広島藩主・浅野家の菩提寺で“広島藩5ヶ寺”の一つにも挙げられた寺院に江戸時代初期に作庭された庭園の遺構。広島市指定史跡。
旧国泰寺愛宕池について
「旧国泰寺愛宕池」(きゅうこくたいじあたごいけ)は広島市の中心部“平和大通り”沿いにある庭園の遺構。広島市指定史跡。
広島の繁華街や平和大橋からも徒歩5分程の交差点の脇に、現在は枯池の庭園遺構が残ります。
元々この場所には桃山時代の1594年(文禄3年)に豊臣秀吉や毛利輝元にも重用された禅僧・恵瓊に創建された曹洞宗の寺院『国泰寺』がありました(創建当初は臨済宗・安国寺)。江戸時代には広島藩主・浅野家の菩提寺に。

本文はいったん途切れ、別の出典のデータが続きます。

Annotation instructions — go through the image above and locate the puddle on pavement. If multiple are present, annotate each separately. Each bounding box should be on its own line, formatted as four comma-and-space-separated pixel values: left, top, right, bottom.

全盛期には多くの末寺を持ち“広島藩5ヶ寺”の一つにも挙げられた国泰寺ですが、1945年(昭和20年)の原爆投下により全壊。その後は一度元の場所に再建されますが、昭和中期に広島市内の開発に伴い移転。現在この場所には“愛宕池”のみが残ります。
江戸時代初期には作庭されていたこの庭園は巨石による石組や石橋がその特徴。当時はこの場所まで海岸線が伸びていたらしく(平和大通りより南はそれ以降に埋め立てられていった場所)、ANAクラウンプラザホテル広島の前庭~交差点の角にある『白神社』の石組“白神社の岩礁”(こちらも広島市指定史跡及び天然記念物)まで連なっている岩を活かした庭園だったそう。広島の城下町の貴重な遺構。